Norma used an inflated globe to show the children how they come from their home in Florida to Canada each year.
“I distributed the MSC prayer reminder cards [to the children] to remind them that we can pray for people all cross Canada,” said Norma.
She told the children about some of the missionaries: John Martens’ family in Vancouver, Ben Yablonski, a chaplain to police officers on Vancouver Island, and the Porters serving in Toronto. “As I showed them where each family was from,” Norma said, “it reinforced how our prayers to God cover all of Canada as well as the world.”
Jason and Carrie Byers are missionaries and church starters at Celebration! Church in Ottawa, Ontario. They shared the Bible story of the 12 spies who were sent into the Promised Land.
Jason and Carrie Byers
They led some children to act out the story while others were the audience. “We had a group of spies, Joshua, Caleb, Moses, giants, ninjas (even though there weren’t ninjas in the Promised Land), a cow (for milk), and a bee (for honey),” said Carrie.
The Byers closed by relating the story to their experience as missionaries.
“When we knew God wanted us to come to Canada, there were a few things that we were afraid of, like the spies were,” they told the children: “lots of cold weather and snow, being away from family and friends and raising support for our salary.”
“But we knew we could claim the promises that God would be with us—like the Israelites—so we trusted that He would provide and meet our needs,” they said.
“God’s encouragement to Joshua was our encouragement, too.”
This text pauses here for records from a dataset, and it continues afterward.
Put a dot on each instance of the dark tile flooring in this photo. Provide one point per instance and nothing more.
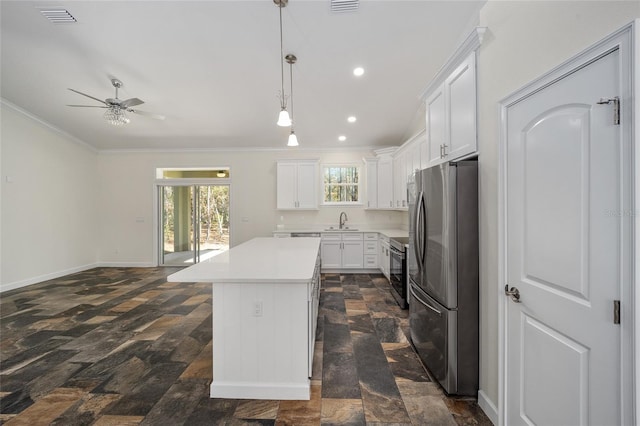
(122, 346)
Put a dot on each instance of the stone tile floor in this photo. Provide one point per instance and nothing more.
(122, 346)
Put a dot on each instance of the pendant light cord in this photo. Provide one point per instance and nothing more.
(283, 102)
(291, 92)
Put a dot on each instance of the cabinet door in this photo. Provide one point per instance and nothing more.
(287, 186)
(352, 254)
(307, 190)
(460, 88)
(400, 180)
(385, 183)
(436, 127)
(331, 252)
(372, 183)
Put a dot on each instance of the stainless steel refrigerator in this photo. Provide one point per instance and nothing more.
(443, 273)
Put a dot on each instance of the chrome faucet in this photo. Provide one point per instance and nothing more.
(342, 221)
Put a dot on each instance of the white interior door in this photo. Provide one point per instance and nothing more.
(565, 251)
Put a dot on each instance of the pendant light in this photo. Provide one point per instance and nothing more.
(283, 117)
(291, 59)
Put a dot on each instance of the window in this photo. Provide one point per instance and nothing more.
(341, 184)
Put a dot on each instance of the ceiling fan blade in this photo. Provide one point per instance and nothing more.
(148, 114)
(131, 102)
(89, 96)
(89, 106)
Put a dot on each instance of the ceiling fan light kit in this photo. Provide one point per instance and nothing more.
(116, 108)
(116, 116)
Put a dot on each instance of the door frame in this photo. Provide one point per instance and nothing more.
(627, 40)
(157, 210)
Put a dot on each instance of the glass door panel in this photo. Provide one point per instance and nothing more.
(194, 223)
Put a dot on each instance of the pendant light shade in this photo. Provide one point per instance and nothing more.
(283, 118)
(293, 139)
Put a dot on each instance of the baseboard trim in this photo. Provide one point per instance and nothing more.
(40, 278)
(255, 390)
(126, 265)
(53, 275)
(488, 407)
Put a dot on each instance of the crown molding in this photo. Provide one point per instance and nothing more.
(470, 44)
(48, 125)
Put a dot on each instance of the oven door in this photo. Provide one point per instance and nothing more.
(397, 275)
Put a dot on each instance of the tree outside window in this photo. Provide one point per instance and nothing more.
(341, 184)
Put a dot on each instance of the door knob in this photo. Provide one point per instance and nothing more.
(512, 292)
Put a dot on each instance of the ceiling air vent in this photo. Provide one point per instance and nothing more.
(344, 5)
(58, 16)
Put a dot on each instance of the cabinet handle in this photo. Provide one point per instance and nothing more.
(443, 150)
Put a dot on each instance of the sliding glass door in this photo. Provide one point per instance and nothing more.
(194, 223)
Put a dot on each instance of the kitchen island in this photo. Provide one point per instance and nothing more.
(265, 309)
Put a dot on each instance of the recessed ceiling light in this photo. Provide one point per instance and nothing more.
(58, 15)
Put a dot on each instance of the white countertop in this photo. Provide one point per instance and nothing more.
(389, 232)
(257, 260)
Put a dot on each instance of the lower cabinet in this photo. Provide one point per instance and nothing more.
(384, 256)
(342, 250)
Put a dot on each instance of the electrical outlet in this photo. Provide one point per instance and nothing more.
(257, 308)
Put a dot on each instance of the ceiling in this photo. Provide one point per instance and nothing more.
(213, 69)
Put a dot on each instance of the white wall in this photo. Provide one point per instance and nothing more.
(524, 40)
(49, 193)
(127, 188)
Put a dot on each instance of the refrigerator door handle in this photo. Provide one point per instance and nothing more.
(426, 304)
(419, 230)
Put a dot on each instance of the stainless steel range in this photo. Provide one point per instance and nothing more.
(398, 269)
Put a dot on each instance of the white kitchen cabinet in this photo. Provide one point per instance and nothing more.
(352, 254)
(297, 184)
(380, 180)
(384, 256)
(371, 250)
(400, 179)
(342, 250)
(385, 182)
(371, 169)
(451, 115)
(331, 251)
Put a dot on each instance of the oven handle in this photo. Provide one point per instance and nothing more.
(397, 252)
(428, 305)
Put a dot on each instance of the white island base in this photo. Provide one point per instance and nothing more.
(265, 306)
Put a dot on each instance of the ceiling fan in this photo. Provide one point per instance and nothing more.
(116, 108)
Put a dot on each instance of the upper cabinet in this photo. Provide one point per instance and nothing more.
(451, 100)
(297, 185)
(451, 115)
(380, 180)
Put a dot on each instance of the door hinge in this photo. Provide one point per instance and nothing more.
(616, 107)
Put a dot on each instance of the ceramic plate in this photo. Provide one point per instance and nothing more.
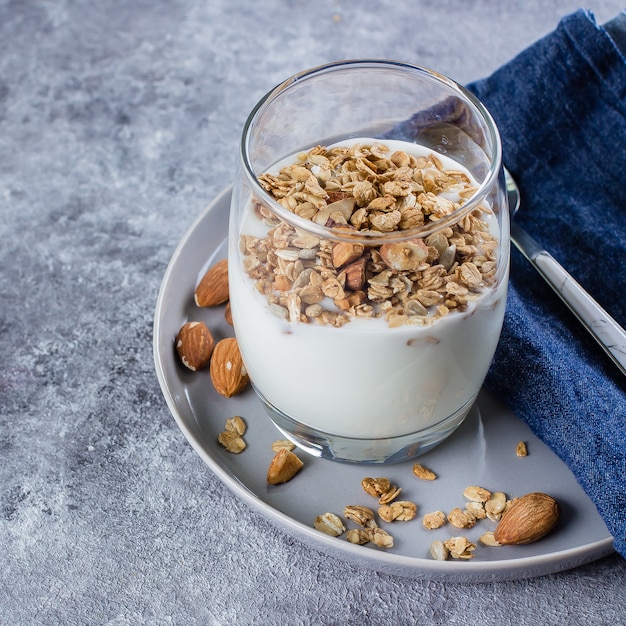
(481, 452)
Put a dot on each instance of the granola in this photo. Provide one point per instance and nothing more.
(365, 191)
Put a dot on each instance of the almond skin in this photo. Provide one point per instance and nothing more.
(213, 288)
(530, 518)
(284, 466)
(194, 344)
(227, 370)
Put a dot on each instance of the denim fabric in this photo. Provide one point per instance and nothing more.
(560, 107)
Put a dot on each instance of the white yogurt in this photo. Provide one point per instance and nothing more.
(364, 379)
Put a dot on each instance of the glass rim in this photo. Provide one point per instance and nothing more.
(374, 238)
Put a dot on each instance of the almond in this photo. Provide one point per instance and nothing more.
(284, 466)
(228, 373)
(194, 344)
(213, 288)
(530, 518)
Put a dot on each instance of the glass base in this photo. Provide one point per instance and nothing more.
(364, 451)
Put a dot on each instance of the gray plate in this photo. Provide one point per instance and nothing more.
(481, 452)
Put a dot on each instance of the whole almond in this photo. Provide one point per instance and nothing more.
(213, 288)
(228, 373)
(530, 518)
(284, 466)
(194, 344)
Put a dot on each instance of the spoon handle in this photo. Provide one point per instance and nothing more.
(604, 329)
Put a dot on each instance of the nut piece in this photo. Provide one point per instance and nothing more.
(228, 314)
(423, 472)
(236, 424)
(461, 519)
(232, 441)
(358, 536)
(494, 507)
(530, 518)
(213, 288)
(439, 551)
(359, 514)
(434, 520)
(402, 510)
(330, 524)
(488, 539)
(194, 344)
(405, 255)
(460, 547)
(477, 494)
(284, 466)
(228, 373)
(279, 444)
(391, 494)
(376, 486)
(380, 537)
(344, 252)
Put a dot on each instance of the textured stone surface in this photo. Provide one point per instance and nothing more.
(119, 122)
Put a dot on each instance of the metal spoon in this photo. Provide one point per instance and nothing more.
(604, 329)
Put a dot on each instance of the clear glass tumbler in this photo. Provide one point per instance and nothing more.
(368, 257)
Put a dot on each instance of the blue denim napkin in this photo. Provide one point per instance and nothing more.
(560, 107)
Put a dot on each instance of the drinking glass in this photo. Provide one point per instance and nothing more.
(367, 336)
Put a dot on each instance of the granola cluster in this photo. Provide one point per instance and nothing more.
(364, 190)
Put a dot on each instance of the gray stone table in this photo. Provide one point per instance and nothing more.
(119, 122)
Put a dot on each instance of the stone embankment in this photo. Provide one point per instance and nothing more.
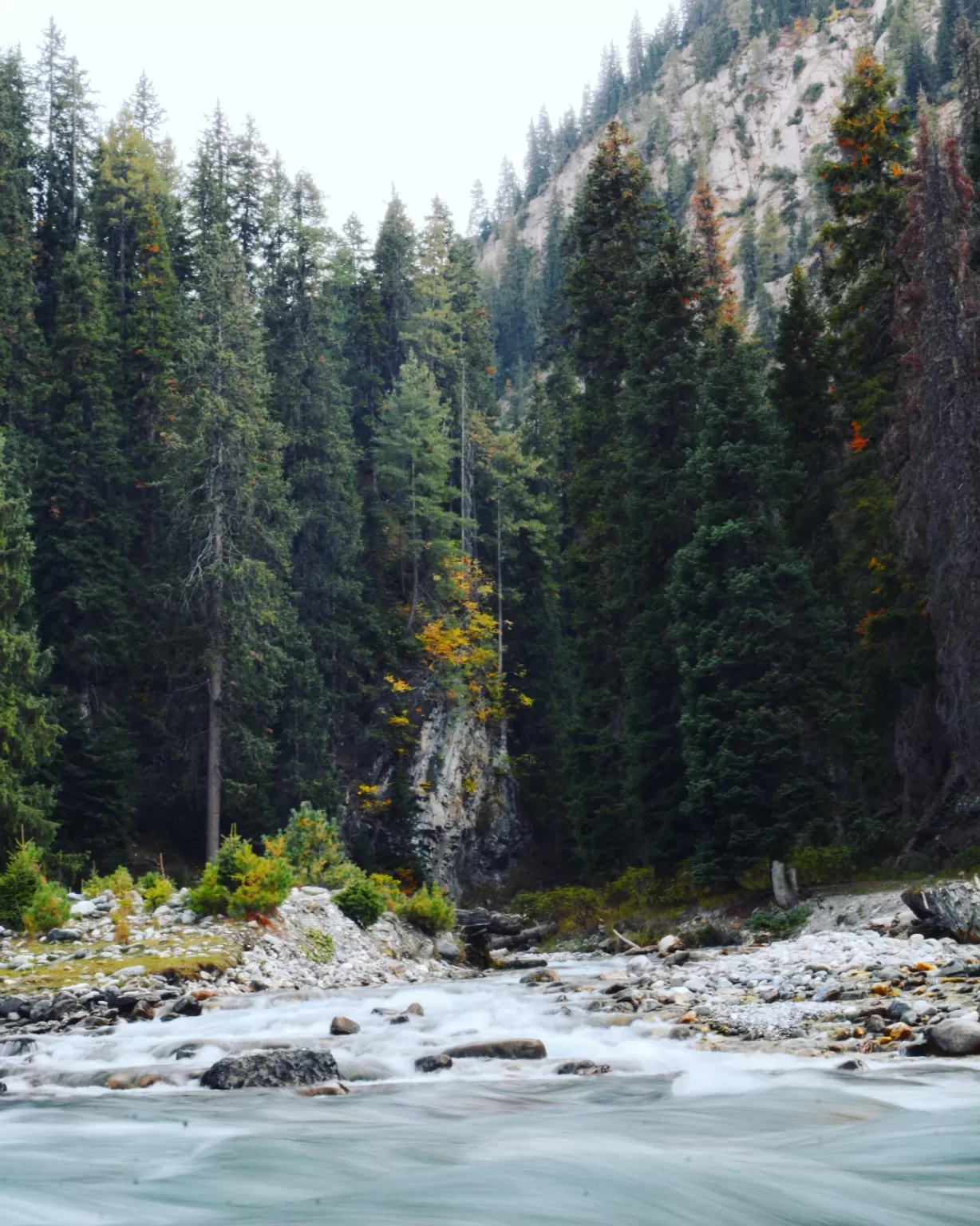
(173, 961)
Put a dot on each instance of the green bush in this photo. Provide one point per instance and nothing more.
(362, 901)
(49, 908)
(209, 898)
(156, 889)
(429, 908)
(310, 844)
(319, 946)
(779, 923)
(822, 866)
(239, 882)
(18, 884)
(569, 906)
(262, 887)
(119, 882)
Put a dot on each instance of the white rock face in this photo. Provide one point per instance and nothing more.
(736, 126)
(468, 828)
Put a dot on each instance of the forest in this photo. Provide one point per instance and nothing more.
(270, 491)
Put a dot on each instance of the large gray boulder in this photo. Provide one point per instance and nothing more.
(958, 1036)
(952, 908)
(502, 1050)
(299, 1066)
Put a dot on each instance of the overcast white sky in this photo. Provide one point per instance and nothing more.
(429, 95)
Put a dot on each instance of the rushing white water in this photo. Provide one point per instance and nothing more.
(673, 1134)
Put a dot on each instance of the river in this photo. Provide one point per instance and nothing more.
(673, 1136)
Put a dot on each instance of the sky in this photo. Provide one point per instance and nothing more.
(429, 95)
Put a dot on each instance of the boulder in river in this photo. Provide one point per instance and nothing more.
(582, 1068)
(64, 935)
(953, 908)
(545, 976)
(433, 1063)
(301, 1066)
(958, 1036)
(342, 1025)
(500, 1050)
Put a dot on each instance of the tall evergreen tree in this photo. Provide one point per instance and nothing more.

“Have I not commanded you? Be strong and courageous. Do not be terrified; do not be discouraged, for the Lord your God will be with you wherever you go” (Joshua 1:9).
As the Byers finished, one of the children whose missionary family had just moved to Montreal from Arkansas, shared that moving was scary for her because of many of the same things; she was also learning a new language!
Missionaries impacted the lives of children at this year’s CCBS convention. The experience taught these children to pray for missionaries. Perhaps it will also begin to open their hearts to being missionaries themselves, even while they are still young.